VPNを使った遠隔勤務では、アクセス・コントロールが重要になる。

 アクセス・コントロールの方法は、大きく分けて二つある。

 一つは、アプリケーションごとにアクセス権限のレベルを設定する方法だ。例えば「社内ではアクセスできるが、社外からはアクセスできない」「社内からも社外からもアクセスできる」といったレベルをいくつか定義しておき、個々のアプリケーションにどのレベルのアクセスを許すかを設定しておく。

 この方法は、全社のセキュリティポリシーに沿った運用がしやすく、セキュリティの制御が強固になるというメリットがある。ただし、新しいアプリケーションを開発するたびにアクセス権限を設定しなければならないので、管理は面倒だ。なお、アプリケーションではなくデータに対してアクセス可能なレベルを設定する方法もあるが、ユーザーにとって分かりにくいので、私はお勧めしない。

 もう一つは、社内で日ごろ使っている自席のPCを「リモート・クライアント」として使う方法だ。遠隔地のPCから自席のPCを操作して社内のアプリケーションやデータにアクセスし、モニターには自席のPCの画面をそのまま表示する。

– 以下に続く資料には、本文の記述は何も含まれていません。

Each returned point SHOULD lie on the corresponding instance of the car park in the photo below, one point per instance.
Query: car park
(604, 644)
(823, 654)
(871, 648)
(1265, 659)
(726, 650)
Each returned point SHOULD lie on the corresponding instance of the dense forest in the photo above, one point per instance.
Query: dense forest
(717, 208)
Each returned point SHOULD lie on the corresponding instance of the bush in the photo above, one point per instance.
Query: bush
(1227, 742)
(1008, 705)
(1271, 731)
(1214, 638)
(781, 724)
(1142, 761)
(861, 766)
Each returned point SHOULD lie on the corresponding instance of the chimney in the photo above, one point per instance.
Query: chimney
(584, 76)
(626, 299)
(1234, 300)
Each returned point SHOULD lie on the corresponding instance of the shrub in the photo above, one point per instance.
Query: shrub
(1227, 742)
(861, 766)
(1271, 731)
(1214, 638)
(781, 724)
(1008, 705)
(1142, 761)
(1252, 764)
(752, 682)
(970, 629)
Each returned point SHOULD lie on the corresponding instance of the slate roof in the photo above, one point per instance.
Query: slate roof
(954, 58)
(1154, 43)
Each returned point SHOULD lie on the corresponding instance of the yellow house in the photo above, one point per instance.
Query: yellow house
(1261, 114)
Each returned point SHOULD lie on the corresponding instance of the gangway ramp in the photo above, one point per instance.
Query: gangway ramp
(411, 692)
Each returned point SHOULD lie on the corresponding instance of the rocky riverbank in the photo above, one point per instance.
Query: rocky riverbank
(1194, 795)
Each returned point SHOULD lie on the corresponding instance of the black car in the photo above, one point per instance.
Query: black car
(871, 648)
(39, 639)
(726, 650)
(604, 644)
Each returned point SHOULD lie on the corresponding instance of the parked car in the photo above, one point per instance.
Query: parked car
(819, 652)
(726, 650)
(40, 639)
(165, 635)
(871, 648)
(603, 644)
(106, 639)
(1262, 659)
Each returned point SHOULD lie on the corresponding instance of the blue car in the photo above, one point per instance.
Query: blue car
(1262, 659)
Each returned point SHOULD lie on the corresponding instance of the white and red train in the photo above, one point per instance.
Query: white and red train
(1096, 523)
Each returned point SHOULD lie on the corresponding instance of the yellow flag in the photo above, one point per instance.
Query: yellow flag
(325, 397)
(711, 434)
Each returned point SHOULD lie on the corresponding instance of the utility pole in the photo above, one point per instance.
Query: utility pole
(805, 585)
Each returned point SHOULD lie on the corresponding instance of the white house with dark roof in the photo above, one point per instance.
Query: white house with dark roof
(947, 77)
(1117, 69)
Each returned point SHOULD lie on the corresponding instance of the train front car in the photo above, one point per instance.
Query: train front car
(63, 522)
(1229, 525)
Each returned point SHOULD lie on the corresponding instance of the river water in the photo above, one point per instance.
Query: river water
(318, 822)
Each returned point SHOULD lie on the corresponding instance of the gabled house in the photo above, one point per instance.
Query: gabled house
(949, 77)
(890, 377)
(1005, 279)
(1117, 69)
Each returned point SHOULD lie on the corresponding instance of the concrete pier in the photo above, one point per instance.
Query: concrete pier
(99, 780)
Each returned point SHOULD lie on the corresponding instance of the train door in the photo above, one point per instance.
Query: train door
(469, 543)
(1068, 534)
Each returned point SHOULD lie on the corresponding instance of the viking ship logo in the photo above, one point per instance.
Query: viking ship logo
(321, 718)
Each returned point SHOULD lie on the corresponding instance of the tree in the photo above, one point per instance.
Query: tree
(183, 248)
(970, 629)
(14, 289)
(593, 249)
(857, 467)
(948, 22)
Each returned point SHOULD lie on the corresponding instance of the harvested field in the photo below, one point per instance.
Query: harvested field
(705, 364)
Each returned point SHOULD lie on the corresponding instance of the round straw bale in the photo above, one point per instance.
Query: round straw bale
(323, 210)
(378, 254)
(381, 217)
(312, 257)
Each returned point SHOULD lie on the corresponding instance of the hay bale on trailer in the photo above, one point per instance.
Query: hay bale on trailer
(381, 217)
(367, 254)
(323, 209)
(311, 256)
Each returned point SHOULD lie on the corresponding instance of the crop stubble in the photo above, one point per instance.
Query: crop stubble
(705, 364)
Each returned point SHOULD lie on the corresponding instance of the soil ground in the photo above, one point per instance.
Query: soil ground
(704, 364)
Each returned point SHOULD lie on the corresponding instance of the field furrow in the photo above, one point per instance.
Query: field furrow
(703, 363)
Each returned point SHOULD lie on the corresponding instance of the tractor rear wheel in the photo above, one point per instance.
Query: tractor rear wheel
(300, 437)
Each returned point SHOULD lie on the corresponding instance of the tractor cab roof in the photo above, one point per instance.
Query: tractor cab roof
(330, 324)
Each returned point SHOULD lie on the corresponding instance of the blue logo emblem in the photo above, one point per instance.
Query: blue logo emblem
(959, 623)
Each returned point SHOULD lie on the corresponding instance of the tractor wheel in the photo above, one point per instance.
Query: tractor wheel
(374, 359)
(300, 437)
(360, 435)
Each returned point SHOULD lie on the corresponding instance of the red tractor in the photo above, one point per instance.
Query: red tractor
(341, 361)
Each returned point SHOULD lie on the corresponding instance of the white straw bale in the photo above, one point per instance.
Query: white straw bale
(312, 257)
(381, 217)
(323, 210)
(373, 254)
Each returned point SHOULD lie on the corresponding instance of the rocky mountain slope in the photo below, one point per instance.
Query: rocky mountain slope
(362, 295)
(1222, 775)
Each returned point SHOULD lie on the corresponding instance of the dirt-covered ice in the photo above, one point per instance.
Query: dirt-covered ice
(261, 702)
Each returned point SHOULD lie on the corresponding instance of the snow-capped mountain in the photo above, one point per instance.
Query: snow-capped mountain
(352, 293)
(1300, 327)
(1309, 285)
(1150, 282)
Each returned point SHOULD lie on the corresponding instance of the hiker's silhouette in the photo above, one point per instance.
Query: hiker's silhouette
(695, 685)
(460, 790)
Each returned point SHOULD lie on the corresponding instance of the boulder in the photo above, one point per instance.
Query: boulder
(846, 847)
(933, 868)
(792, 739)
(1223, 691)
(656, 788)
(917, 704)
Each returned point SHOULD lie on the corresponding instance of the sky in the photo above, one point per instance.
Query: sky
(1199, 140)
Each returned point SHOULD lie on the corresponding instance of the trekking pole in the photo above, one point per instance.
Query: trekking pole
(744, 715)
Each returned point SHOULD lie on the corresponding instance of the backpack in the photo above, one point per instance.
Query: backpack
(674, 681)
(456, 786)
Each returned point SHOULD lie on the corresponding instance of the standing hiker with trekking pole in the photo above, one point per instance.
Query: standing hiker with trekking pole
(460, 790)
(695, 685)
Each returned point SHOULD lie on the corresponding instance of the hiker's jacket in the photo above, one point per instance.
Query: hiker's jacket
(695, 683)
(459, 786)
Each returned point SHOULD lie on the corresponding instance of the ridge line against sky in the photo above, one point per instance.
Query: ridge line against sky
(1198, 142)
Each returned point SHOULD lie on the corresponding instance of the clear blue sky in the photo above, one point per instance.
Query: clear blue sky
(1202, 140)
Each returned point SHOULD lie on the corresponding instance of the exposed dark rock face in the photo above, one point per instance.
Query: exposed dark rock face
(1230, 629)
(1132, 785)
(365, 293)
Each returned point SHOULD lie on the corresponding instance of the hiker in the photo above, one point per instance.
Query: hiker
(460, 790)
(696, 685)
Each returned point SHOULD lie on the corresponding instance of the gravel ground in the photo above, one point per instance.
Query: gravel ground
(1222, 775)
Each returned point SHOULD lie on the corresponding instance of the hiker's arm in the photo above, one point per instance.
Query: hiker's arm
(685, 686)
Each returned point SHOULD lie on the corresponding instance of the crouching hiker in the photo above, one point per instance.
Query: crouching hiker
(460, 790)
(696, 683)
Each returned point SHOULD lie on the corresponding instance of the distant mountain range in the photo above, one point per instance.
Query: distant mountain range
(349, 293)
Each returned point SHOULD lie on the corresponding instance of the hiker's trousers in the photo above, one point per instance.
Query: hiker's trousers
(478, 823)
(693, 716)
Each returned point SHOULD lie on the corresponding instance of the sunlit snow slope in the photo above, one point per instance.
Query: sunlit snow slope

 この方法は、自席のPCに設定されたアクセス権限がそのまま踏襲されるので、ユーザーにとって非常に分かりやすい。また、遠隔地のPCをシンクライアントにしたり、固有の識別番号やMACアドレスを指定してアクセスに制限をかけたりすることで、セキュリティを強化することも容易だ。

 この方法では、社内でアクセスできるものと、社外からアクセスできるものが、全く同じになる、ということに注意したい。パンデミック時に社外からアクセスさせたくないものがある場合は、個別に制限をかける必要がある。具体的には、パンデミックが発生して遠隔勤務に移行する前に、ユーザーごとのアクセス権限を変更して、遠隔地から利用させたくないアプリケーションをアクセス禁止(休止状態)に設定すればよい。